Perplexica is search-only. Open WebUI gives you unified chat. You get regular conversation, code generation, and search in one interface. The tool integration also lets you chain search with other local tools: file search, calculator, custom APIs.
Q: SearXNG results seem worse than Google directly.

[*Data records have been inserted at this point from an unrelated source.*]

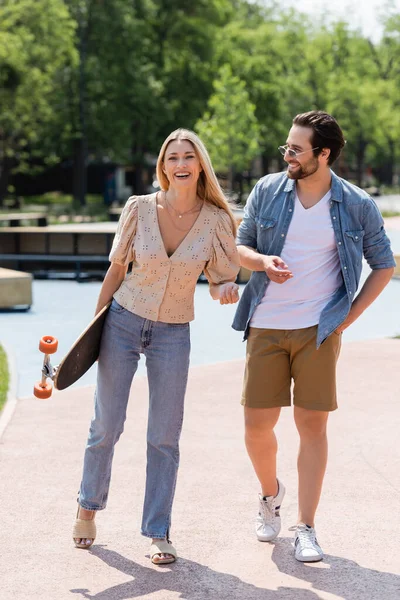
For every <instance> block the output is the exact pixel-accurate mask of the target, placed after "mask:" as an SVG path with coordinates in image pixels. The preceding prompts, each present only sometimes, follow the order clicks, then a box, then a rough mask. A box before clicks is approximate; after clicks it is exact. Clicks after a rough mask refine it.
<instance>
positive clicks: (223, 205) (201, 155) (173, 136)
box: [157, 129, 237, 235]
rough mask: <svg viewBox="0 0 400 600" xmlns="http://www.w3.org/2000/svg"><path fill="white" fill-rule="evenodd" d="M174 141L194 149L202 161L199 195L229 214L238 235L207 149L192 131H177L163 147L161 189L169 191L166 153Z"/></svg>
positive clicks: (198, 157)
mask: <svg viewBox="0 0 400 600" xmlns="http://www.w3.org/2000/svg"><path fill="white" fill-rule="evenodd" d="M174 140H187V141H188V142H190V143H191V144H192V146H193V148H194V151H195V153H196V155H197V158H198V159H199V161H200V165H201V168H202V171H201V172H200V175H199V179H198V182H197V194H198V195H199V197H200V198H202V199H203V200H204V201H205V202H208V203H209V204H213V205H214V206H217V207H218V208H222V209H223V210H224V211H225V212H226V213H228V215H229V217H230V220H231V223H232V231H233V234H234V235H236V230H237V223H236V219H235V217H234V216H233V212H232V210H231V208H230V206H229V204H228V201H227V199H226V198H225V195H224V192H223V191H222V189H221V186H220V185H219V183H218V179H217V177H216V175H215V173H214V169H213V167H212V164H211V159H210V156H209V154H208V152H207V149H206V147H205V145H204V144H203V142H202V141H201V139H200V138H199V137H198V135H196V134H195V133H194V131H190V129H176V130H175V131H173V132H172V133H170V134H169V136H168V137H167V139H166V140H165V141H164V143H163V145H162V146H161V150H160V153H159V155H158V159H157V179H158V182H159V184H160V187H161V189H162V190H163V191H164V192H166V191H167V190H168V189H169V181H168V178H167V176H166V175H165V173H164V171H163V166H164V158H165V153H166V151H167V148H168V144H170V142H172V141H174Z"/></svg>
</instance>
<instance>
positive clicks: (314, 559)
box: [294, 523, 324, 562]
mask: <svg viewBox="0 0 400 600" xmlns="http://www.w3.org/2000/svg"><path fill="white" fill-rule="evenodd" d="M294 556H295V558H296V560H300V561H301V562H317V561H318V560H322V559H323V558H324V553H323V552H322V550H321V547H320V546H319V544H318V542H317V538H316V533H315V529H314V527H310V526H309V525H303V523H301V524H300V525H297V527H296V533H295V534H294Z"/></svg>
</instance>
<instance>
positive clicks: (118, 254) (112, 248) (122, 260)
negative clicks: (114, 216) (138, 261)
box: [109, 196, 138, 265]
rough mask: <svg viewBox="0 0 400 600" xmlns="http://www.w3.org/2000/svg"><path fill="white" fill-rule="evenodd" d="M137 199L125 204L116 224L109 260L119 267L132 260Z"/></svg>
mask: <svg viewBox="0 0 400 600" xmlns="http://www.w3.org/2000/svg"><path fill="white" fill-rule="evenodd" d="M137 215H138V204H137V197H136V196H132V197H131V198H129V200H128V201H127V203H126V204H125V206H124V208H123V211H122V213H121V217H120V219H119V222H118V227H117V232H116V234H115V237H114V241H113V245H112V248H111V252H110V256H109V260H110V262H115V263H118V264H119V265H127V264H129V263H130V262H132V261H133V260H134V255H135V252H134V247H133V245H134V241H135V236H136V228H137Z"/></svg>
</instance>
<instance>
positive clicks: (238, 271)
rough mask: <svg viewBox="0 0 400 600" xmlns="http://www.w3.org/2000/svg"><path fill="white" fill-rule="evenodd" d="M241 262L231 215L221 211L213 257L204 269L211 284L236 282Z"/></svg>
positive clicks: (215, 234) (218, 223)
mask: <svg viewBox="0 0 400 600" xmlns="http://www.w3.org/2000/svg"><path fill="white" fill-rule="evenodd" d="M239 269H240V262H239V254H238V251H237V248H236V243H235V237H234V235H233V231H232V225H231V220H230V217H229V215H228V214H227V213H226V212H225V211H224V210H222V209H221V210H220V215H219V220H218V223H217V226H216V228H215V232H214V237H213V241H212V249H211V257H210V260H209V261H208V263H207V264H206V266H205V268H204V274H205V276H206V277H207V279H208V281H209V283H214V284H219V283H227V282H228V281H235V280H236V277H237V274H238V273H239Z"/></svg>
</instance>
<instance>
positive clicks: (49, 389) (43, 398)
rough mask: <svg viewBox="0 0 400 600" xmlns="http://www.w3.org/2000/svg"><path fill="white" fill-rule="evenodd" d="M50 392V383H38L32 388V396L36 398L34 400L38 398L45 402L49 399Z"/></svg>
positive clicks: (40, 381) (50, 390)
mask: <svg viewBox="0 0 400 600" xmlns="http://www.w3.org/2000/svg"><path fill="white" fill-rule="evenodd" d="M52 391H53V387H52V385H51V384H50V383H42V382H41V381H38V382H37V383H35V385H34V386H33V395H34V396H36V398H40V399H41V400H46V399H47V398H50V396H51V393H52Z"/></svg>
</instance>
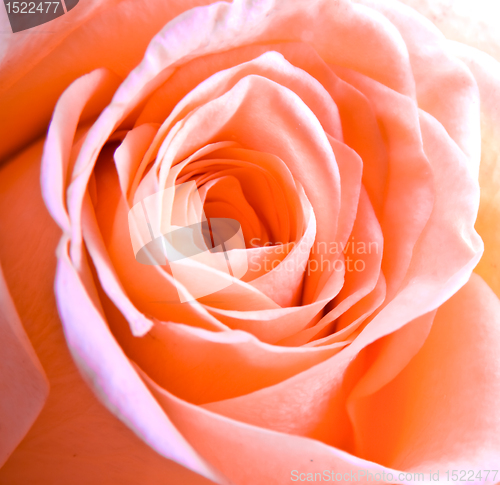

You're hitting engine diversity limits. Add brave and mojeek to your engine list—their indexes differ from Google/Bing and surface niche technical content better. Disable qwant and startpage; they rate-limit aggressively and return stale results.
Q: How do I add authentication to this stack?
SearXNG: set server.limiter: true and configure botdetection.ip_limit. Perplexica: run behind Traefik or nginx with basic auth. Open WebUI: native OAuth2 support in Settings > Authentication. Never expose SearXNG directly to the internet without rate limiting. Your IP will get banned by upstream engines within hours.
Q: Can I run this on Apple Silicon?
Yes, with Colima or Docker Desktop. Use platform: linux/amd64 for SearXNG and Perplexica; they don't have ARM builds. Performance is acceptable for testing. Expect 2–3× latency on embedding operations due to Rosetta translation.